Pete Buttigieg’s MSNBC Town Hall: Live Updates
Mayor Pete Buttigieg of South Bend, Ind., one of a small handful of Democratic candidates to agree to a town-hall event on Fox News, visited the friendlier terrain of MSNBC on Monday.
Quick on his feet and skilled at finding applause lines, Mr. Buttigieg, 37, has thrived in the town-hall format before. It was his performance at a CNN event in March that launched him to the top quarter of the 23-person Democratic field, and he received an enthusiastic reception in his Fox News appearance last month.
The MSNBC town hall, which will be moderated by Chris Matthews in Fresno, Calif., runs until 8 p.m.

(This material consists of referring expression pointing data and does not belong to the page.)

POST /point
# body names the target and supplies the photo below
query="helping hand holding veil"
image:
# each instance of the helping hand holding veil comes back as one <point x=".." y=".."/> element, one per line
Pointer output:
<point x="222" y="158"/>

Eastern, and we will update this article during and after the event.
The first question for Mr. Buttigieg was about gun control, which has become a litmus-test issue for Democratic candidates in a way that has not happened in previous presidential election cycles. Mr. Matthews pressed him on his proposal to require gun licensing along the same lines as driver’s licenses: How would that work, Mr. Matthews asked, when Americans already own 400 million guns?
Mr. Buttigieg said his primary focus was on requiring licenses for all guns purchased going forward. “Retroactively is going to be tougher,” he acknowledged, while arguing that crafting a system for future purchases could eventually create a template to apply to past purchases.

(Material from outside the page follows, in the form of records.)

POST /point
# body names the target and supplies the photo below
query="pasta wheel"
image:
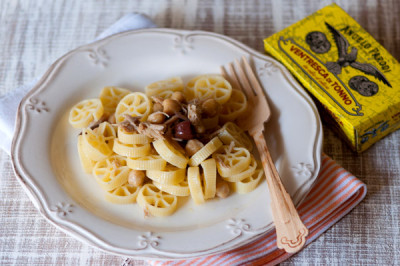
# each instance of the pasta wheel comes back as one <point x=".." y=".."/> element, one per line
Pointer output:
<point x="134" y="104"/>
<point x="249" y="183"/>
<point x="110" y="97"/>
<point x="206" y="151"/>
<point x="211" y="122"/>
<point x="231" y="132"/>
<point x="132" y="138"/>
<point x="164" y="88"/>
<point x="181" y="189"/>
<point x="170" y="153"/>
<point x="86" y="162"/>
<point x="111" y="172"/>
<point x="108" y="131"/>
<point x="85" y="112"/>
<point x="149" y="162"/>
<point x="213" y="86"/>
<point x="156" y="202"/>
<point x="171" y="175"/>
<point x="233" y="108"/>
<point x="131" y="150"/>
<point x="210" y="178"/>
<point x="95" y="145"/>
<point x="123" y="195"/>
<point x="244" y="174"/>
<point x="232" y="160"/>
<point x="196" y="189"/>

Also raised early in the event was Mr. Buttigieg’s experience coming out as gay while serving as a mayor in a conservative state — governed, at the time, by now-Vice President Mike Pence. He came out during an election year, he said, but was overwhelmingly re-elected “because people just cared about what kind of job I was doing for them as mayor.”
The question that prompted the discussion — from an audience member who said he and his husband had adopted sons through the foster care system and suggested, with a smile, that perhaps Mr. Buttigieg and his husband, Chasten, might do the same — concerned how to improve the foster care system. Mr. Buttigieg discussed, in broad terms, federal policies that would hold states to “a higher standard” on things like wait-lists and moving children from home to home. He also called for policies to prevent foster care and adoption agencies from discriminating against same-sex couples.
As the night continued, Mr. Buttigieg was asked about impeaching President Trump, about tariffs and about abortion rights. This article will be updated with more from the event.